April 27, 2007—NASA has decided to bring Astronaut Sunita Williams back down from the International Space Station early. The Space Agency has had to learn to be flexible, like never before, during the era of the Space Station. That means shuffling both Shuttles and crewmembers. Williams was supposed to come home aboard Shuttle Endeavour in June. Hail-damaged Atlantis was supposed to fly first, and repairs to that Shuttle pushed Endeavour’s launch until August at the earliest. NASA doesn’t want to keep Williams orbiting the Earth that long, so her travel plans changed. Williams’ replacement, Astronaut Clayton Anderson will join the six crewmembers on Atlantis’ planned June flight. That way Anderson can move aboard the station and Williams can depart ahead of schedule.

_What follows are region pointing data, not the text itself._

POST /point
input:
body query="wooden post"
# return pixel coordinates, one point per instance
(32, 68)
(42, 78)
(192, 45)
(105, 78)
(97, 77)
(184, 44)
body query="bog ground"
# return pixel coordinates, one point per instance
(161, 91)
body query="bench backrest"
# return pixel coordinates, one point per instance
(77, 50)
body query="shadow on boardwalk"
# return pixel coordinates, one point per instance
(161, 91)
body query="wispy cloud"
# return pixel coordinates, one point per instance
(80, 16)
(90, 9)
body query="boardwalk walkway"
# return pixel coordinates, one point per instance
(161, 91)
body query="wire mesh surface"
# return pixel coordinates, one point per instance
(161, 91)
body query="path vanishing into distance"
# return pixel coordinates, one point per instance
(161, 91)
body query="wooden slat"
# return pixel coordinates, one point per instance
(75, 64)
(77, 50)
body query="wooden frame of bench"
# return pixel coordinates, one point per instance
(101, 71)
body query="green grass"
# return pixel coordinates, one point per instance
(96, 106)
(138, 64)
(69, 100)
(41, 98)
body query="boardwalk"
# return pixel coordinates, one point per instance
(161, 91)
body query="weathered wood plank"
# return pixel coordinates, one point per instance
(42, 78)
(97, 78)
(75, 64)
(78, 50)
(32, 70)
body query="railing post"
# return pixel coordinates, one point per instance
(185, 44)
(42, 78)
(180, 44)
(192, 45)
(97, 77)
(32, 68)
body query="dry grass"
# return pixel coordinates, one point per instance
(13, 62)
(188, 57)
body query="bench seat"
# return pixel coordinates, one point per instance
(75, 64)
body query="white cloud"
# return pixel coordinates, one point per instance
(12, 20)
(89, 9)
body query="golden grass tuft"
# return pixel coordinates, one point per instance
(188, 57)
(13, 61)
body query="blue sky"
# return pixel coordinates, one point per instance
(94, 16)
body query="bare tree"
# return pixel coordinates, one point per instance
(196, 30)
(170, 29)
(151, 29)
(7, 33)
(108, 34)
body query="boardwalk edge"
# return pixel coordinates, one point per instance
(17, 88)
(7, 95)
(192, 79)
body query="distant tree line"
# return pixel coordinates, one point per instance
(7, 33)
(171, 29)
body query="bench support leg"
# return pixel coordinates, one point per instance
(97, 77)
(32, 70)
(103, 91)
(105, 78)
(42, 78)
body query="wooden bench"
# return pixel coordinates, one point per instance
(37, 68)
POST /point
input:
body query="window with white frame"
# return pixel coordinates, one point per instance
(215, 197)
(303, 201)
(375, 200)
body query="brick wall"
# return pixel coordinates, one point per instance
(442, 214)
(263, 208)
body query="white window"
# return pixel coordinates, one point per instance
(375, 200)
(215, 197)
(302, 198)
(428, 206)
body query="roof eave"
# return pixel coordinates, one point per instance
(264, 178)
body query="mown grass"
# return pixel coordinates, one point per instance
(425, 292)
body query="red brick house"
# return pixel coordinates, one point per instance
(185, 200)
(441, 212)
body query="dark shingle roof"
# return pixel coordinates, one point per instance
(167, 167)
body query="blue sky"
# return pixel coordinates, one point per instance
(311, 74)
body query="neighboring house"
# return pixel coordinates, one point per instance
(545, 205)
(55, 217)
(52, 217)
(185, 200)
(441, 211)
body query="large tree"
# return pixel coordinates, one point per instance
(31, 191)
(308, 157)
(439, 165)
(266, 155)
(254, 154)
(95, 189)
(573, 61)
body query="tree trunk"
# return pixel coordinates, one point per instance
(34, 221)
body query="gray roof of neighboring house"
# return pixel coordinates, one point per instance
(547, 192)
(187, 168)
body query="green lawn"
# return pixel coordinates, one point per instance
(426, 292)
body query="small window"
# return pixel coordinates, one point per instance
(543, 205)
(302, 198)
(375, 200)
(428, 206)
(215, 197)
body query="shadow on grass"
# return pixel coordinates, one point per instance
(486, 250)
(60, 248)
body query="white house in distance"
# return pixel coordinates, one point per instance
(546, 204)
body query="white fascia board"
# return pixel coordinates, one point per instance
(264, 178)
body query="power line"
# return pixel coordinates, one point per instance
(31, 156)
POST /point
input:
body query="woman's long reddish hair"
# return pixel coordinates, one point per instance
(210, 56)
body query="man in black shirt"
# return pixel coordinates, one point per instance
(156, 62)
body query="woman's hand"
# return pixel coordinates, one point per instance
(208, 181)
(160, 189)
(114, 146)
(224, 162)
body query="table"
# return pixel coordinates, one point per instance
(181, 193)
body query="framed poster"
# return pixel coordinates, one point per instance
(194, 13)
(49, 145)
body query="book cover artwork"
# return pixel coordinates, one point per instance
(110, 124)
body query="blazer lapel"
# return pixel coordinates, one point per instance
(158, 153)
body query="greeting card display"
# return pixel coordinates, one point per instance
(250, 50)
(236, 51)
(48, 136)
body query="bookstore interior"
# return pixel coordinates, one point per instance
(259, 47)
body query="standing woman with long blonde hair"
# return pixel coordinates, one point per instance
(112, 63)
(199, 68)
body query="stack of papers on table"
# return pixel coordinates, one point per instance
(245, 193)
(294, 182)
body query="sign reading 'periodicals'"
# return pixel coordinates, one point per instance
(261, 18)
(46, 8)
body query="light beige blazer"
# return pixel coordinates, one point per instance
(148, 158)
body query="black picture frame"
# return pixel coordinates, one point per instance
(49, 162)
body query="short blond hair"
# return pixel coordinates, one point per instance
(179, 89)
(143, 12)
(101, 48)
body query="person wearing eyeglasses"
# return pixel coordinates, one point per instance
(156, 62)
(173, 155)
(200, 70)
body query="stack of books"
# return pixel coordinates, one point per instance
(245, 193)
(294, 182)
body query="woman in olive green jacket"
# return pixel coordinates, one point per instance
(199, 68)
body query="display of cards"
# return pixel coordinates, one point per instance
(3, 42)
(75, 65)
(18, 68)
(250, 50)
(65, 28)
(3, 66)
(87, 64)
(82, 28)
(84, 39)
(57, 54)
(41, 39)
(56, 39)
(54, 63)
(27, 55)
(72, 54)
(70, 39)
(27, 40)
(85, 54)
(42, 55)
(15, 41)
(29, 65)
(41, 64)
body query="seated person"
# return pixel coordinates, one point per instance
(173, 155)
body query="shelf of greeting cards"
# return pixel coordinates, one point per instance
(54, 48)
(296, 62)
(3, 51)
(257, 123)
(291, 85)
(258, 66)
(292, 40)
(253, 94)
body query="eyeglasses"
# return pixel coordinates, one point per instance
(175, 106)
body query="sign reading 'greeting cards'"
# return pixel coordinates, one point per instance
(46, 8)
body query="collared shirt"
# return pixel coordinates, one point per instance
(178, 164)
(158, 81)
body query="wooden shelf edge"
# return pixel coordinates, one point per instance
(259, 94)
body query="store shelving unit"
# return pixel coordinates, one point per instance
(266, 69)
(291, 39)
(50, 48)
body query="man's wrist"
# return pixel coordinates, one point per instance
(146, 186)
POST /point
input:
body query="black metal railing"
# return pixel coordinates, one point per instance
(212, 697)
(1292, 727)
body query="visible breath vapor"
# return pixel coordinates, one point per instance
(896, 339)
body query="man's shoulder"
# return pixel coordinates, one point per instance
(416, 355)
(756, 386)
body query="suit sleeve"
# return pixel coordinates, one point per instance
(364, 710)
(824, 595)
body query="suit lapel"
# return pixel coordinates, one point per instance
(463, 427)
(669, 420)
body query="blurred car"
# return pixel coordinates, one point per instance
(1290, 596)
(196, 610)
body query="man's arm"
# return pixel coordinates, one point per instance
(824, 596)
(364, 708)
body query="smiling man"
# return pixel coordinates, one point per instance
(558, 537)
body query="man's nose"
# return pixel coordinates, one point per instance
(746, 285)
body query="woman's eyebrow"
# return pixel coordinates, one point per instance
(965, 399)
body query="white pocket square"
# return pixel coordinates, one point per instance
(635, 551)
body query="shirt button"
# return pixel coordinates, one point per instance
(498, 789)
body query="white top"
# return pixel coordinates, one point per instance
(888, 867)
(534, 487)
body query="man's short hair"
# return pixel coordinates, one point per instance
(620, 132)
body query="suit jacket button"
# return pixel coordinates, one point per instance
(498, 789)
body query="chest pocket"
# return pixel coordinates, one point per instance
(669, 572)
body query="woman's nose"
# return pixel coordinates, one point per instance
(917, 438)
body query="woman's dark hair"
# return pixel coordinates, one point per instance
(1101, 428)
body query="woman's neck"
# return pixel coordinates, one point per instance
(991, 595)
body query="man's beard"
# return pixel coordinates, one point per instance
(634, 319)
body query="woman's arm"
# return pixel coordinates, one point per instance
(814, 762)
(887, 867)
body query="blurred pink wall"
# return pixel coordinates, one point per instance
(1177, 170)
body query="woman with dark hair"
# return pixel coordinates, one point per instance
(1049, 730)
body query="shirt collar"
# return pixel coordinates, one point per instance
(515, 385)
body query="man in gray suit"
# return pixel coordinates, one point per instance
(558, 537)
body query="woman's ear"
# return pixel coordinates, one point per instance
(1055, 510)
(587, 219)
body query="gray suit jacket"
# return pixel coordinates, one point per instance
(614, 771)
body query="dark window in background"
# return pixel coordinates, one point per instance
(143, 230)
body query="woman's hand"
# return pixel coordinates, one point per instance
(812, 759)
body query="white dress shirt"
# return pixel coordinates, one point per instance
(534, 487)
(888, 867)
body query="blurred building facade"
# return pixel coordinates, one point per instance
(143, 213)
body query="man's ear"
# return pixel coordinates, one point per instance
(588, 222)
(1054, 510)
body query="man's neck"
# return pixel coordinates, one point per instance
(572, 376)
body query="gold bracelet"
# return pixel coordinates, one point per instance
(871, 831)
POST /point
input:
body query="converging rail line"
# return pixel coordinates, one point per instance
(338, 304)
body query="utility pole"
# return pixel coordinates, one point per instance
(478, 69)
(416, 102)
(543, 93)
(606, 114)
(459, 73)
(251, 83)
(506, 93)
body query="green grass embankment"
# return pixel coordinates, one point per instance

Think switching out one Astronaut is a lot—how about three? When NASA assigned a crew to fly mission STS-101 in the year 2000, the crew originally included two Astronauts and a Cosmonaut trained to work aboard the Russian built Zvezda crew module on the Station. Launch delays in Russia meant Zvezda wouldn’t be attached to the station when the STS-101 crew arrived. NASA chose to boot the three crewmembers, who trained on Zvezda, off this flight to a later mission and replace them with three other people.